Dry Season

In the country of the ochre afternoon
it is always still and hot, the dry leaves stirring
infrequently sometimes with the rattling pods
of what they call “women’s tongues,” in
the afternoon country the far hills are very quiet
and heat-hazed, but mostly in the middle
of the country of the afternoon I see the brown heat
of the skin of my first love, so still, so perfect,
so unaltered, and I see how she walked
with her sunburnt hands against the still sea almonds,
to a remembered cove, where she stood n a small dock–
that was when I thought we were immortal
and that love would be folded doves and folded ores
and water lapping against eroded stone
in the ochre country of the afternoon.

– Derek Walcott


It was friday night, and my officemates and I were sitting around a table in the McDonald’s on Paseo. We’re all dead tired, yet Jerry from C/S decides it’s a good time to talk about love like we’re on some inane late night radio show.
He asks our audio tech how he got past it. To which the tech replies, you just do. You find someone else, you forget, and voila, you heal. The whole idea of moving on is built around the notion that there is an actual cure for heartbreak, and that this cure occurs in the wake of forgetting. As if memory were an objective repository for misery (as well as other things of course).
Being the only girl at the table then, I had to answer the question as well: “What did I do to get past that last relationship that ended in heartbreak?”

I didn’t. That was my answer and that still is. Whatever pretenses I put on that I’m past anyone who broke my heart in the past, I’m not, and I don’t think I ever will be. It sounds pretty lame, but something chips away from inside you the minute you latch on to someone else. No matter how petty it was, with every part of you that is discovered in the context of a relationship, a part of you is taken away in its absence. In its place is a wound that is as much a part of your self as a mole on your chin or your lack of a vocabulary to describe the gravity of that kind of disappointment.

Dead Bodies Everywhere

We were on our way home last night when traffic slowed along Sumulong Highway and two police vans came into view. Further along the road, a man was sprawled on the shoulder, his leg broken and twisted at the knee. A hit and run victim: judging from the number of people surrounding him and the dust and debris that had settled on his corpse, he had probably been there for quite a while. I wondered how many people had already stopped to gawk before the cops arrived.

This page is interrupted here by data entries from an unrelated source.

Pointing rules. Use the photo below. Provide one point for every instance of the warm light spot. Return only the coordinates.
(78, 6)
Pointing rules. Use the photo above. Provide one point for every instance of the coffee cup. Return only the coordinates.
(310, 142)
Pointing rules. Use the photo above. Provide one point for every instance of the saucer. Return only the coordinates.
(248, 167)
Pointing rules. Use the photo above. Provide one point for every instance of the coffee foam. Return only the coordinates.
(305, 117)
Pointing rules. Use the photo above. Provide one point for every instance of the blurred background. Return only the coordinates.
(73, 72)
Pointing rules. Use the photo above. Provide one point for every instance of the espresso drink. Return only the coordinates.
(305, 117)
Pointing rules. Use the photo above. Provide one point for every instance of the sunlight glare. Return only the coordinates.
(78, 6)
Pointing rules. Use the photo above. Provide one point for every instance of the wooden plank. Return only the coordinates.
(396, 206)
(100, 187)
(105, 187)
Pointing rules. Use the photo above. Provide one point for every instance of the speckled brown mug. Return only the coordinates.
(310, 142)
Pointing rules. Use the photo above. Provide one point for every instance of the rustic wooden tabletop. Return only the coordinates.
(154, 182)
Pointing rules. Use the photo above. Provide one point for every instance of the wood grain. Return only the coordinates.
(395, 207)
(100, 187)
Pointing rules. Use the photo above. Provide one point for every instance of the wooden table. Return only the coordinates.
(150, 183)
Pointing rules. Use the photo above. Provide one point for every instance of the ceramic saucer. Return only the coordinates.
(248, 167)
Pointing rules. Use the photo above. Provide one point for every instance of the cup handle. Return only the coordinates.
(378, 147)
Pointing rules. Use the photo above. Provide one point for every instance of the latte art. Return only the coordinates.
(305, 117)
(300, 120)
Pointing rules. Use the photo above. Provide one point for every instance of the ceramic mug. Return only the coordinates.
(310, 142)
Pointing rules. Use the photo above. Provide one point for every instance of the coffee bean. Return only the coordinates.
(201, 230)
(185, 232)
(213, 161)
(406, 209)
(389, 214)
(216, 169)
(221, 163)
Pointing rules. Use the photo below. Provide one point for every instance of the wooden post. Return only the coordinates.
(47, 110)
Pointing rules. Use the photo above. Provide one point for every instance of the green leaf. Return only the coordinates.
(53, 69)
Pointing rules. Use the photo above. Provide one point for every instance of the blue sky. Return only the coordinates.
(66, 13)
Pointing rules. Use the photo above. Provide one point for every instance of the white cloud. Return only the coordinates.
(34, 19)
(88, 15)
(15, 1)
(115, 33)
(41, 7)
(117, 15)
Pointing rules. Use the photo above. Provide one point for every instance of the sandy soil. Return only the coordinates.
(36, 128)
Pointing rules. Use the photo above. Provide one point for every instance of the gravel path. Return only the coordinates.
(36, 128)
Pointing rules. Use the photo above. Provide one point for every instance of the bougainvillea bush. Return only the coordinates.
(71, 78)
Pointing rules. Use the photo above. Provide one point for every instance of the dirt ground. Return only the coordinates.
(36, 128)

Just a little further along the stretch, a little boy was being pushed on a cart in the middle of the lane by an older child. In spite of the grief, the horror that took place just a little up the road, life still goes on within the same stretch of time and space.

I’ve never seen a dead body before, but I find myself insensate in the presence of one. I didn’t know the man, and people die every day in varying degrees of brutality or in the tender arms of sleep. It’s the only certainty we’re granted in this fickle lifetime. Me, I want two kids–both boys, an apartment in Malate, and a job in a museum. There are no guarantees to any of these but I do know that one day it will all end and the only thing that I won’t be able to change is the last thing I had on my mind the moment it happens.

I’d like to be on vacation when I die, I want the last thing on my mind to have nothing to do with work.